The main problem, among many, is that this visual novel game bites off far more than it can chew. There are five potential romance paths here, but the game is so short and limited in scope that none of them feel properly fleshed out. Each woman gets a couple of semi-romantic encounters with your hapless protagonist before he confesses his feelings and decides he wants to be with them forever. After that, you get an extremely brief ending followed by a credit roll. Of the five, you’ll end up spending the most time with the two demi-goddeses, descendants of Aphrodite and Athena. In spite of that, their paths feel the most hollow. Lots of sex, but almost no intimacy.
Then there are the mortals. Your childhood friend is one option, of course, but the bond is as artificial as they come. You only know that the two characters are close to each other because they say it every time they meet. Even with that issue, this is probably the closest any route comes to being satisfying. The other obvious option is the sweet, innocent blonde girl that your character has a crush on at the beginning of the game. She’s the only one you’ll have to fight for, as a rival for her affections appears right at the start of the game. Yet, winning her heart is as simple as asking for it, when it comes down to it. She doesn’t have much depth to her personality at all, beyond the fact that she has an unspoken affection for your character. Convenient, that. Finally, there’s a mischievous ninja girl whose route you might fall over backwards into. That route comes complete with a totally out-of-nowhere twist that doesn’t even merit a mention anywhere else in the game save one secret ending.
Divine Slice of Life is a port of a PC game that was released in both an uncensored 18+ version and a cleaned up Steam release. Naturally, this iOS version is the sanitized one, but it’s still quite risque in places even if it never shows off more than a brief flash of a nipple in a single scene. As in Sword of Asumi, many of the characters like to chill out in their underpants during scenes. Those underpants are hugging a bit tight in a lot of the art, so this probably isn’t a game you’ll be wanting to play in public places. There are also sex scenes along every route, but since this is the teen-rated release, that ends up amounting to some mildly lewd poses accompanied by the least sexy narration this side of an Ian Fleming James Bond novel. Heck, at least in those you get a good description of breakfast.

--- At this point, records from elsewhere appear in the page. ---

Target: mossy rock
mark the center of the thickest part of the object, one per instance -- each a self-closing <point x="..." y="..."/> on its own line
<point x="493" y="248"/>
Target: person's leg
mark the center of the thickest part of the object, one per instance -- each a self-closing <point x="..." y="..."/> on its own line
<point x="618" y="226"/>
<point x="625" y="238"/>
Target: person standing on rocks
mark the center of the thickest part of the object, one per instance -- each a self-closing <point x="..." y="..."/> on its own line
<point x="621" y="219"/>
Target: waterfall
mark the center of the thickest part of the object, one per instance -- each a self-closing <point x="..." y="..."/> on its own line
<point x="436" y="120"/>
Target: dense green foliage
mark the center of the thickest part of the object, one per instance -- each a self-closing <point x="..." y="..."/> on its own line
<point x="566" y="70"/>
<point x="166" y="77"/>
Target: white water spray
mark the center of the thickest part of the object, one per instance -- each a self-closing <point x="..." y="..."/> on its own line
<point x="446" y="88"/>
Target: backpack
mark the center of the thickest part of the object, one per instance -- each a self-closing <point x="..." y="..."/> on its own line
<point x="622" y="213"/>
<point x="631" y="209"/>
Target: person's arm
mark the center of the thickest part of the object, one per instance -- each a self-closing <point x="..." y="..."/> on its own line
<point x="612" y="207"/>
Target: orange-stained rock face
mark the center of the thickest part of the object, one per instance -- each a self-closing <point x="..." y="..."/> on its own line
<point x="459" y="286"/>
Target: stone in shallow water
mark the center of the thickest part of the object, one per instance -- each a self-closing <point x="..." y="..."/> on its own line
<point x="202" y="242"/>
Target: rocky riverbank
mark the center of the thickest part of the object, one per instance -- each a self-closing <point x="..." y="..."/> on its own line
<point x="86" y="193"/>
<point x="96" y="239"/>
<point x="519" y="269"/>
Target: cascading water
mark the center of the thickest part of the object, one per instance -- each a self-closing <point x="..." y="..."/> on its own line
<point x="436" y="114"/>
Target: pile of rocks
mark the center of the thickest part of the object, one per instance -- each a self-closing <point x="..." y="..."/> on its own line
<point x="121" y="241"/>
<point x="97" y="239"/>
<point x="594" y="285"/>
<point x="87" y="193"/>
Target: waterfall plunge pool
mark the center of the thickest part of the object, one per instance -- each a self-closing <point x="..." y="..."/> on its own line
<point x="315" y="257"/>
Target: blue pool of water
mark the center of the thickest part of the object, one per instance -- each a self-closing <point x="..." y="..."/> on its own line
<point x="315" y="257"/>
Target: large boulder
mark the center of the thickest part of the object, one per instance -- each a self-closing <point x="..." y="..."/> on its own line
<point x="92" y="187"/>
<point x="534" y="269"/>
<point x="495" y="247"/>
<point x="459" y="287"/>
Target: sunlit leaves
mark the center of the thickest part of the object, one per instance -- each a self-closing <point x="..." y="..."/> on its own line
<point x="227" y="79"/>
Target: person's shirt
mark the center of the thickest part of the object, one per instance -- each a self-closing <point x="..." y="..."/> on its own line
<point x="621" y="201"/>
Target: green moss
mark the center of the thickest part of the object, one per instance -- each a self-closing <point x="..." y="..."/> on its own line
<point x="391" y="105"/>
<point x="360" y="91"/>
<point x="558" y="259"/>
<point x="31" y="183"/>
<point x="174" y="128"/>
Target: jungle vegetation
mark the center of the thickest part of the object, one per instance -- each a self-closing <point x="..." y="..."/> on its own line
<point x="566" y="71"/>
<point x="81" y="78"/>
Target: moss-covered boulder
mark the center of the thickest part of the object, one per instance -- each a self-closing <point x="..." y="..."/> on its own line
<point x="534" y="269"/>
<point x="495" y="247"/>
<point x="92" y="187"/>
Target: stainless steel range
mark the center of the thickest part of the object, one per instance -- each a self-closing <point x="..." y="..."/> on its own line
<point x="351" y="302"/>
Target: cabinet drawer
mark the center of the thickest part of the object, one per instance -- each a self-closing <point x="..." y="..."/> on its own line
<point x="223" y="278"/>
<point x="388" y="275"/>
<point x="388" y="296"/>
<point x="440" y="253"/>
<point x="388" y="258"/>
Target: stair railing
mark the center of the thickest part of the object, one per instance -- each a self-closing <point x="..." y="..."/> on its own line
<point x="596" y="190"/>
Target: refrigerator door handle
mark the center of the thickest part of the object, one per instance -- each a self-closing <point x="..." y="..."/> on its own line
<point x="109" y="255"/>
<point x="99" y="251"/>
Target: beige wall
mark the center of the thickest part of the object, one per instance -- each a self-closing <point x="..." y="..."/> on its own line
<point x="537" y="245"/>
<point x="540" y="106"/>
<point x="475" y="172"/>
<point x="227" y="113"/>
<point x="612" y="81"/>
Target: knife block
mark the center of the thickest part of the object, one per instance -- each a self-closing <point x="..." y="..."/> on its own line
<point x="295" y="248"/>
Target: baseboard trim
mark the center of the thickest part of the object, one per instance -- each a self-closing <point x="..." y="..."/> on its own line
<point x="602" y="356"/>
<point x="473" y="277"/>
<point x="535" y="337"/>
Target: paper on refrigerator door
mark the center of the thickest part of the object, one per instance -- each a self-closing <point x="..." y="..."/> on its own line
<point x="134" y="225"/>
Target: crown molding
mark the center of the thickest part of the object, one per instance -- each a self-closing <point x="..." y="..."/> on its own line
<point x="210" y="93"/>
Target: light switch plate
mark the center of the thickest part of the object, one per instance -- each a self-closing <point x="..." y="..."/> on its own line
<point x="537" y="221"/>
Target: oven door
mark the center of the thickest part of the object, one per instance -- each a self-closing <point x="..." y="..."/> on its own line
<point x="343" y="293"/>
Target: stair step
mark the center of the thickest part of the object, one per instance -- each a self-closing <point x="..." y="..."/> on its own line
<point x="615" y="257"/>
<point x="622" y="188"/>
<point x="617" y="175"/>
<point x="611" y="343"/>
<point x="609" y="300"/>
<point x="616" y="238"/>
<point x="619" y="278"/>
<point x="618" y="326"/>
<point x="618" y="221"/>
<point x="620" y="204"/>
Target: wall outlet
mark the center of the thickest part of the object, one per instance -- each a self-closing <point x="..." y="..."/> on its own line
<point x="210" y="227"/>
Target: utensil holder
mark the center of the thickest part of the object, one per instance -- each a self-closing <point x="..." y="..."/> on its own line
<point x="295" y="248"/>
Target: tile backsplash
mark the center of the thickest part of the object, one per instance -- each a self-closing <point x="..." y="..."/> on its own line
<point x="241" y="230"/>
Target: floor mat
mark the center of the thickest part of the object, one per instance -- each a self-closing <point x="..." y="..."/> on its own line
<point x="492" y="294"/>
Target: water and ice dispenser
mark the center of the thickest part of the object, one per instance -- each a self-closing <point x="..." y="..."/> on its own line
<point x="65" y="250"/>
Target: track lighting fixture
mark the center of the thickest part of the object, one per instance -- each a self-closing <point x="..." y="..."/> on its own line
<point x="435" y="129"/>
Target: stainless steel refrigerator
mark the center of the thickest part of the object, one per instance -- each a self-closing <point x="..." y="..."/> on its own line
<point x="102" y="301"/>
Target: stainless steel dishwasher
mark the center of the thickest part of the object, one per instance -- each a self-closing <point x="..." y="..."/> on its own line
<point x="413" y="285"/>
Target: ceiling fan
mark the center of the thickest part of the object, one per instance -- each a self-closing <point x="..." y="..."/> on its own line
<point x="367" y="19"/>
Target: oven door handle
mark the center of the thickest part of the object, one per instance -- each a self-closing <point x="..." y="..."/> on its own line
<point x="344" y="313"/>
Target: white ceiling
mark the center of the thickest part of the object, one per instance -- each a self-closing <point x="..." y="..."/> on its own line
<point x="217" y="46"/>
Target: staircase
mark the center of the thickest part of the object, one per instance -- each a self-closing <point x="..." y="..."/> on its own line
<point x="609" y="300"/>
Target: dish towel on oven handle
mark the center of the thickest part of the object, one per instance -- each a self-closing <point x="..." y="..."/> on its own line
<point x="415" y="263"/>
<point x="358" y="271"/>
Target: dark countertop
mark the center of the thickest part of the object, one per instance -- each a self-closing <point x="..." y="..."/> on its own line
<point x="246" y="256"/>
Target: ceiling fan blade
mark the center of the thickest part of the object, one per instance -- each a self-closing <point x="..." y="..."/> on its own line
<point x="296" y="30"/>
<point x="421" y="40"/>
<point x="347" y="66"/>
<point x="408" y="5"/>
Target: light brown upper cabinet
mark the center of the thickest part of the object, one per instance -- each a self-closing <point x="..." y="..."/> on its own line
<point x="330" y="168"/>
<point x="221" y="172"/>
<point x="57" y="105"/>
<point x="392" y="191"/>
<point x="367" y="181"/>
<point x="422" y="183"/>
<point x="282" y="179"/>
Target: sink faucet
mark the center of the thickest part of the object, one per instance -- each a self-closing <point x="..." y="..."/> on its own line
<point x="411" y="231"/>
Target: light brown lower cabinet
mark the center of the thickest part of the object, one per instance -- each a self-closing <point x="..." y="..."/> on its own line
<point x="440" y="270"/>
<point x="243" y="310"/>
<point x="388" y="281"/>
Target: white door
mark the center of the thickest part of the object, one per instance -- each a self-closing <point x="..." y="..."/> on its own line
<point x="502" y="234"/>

The writing is terrible from top to bottom in Divine Slice of Life. That might sound harsh, but it’s true. From a technical standpoint, it’s riddled with awkward phrasing, typographical errors, and poor grammar. The characters are paper-thin tropes that still can’t manage to hold together as cohesive entities. Everyone speaks in essentially the same voice, to the point that the two demigoddesses will simply swap lines in certain routes. The plot has a terrible flow to it, and the resolutions to the conflicts it raises come too quickly and conveniently. There are a couple of flashes of inspiration where you might hope things are going to pick up, but that’s all you end up getting. Even if all the basic English errors were addressed, the writing in this game would still be dreadful, however. Everything from the way situations are described to the way characters speak feels like an average junior high school student whipped this up for a creative writing class.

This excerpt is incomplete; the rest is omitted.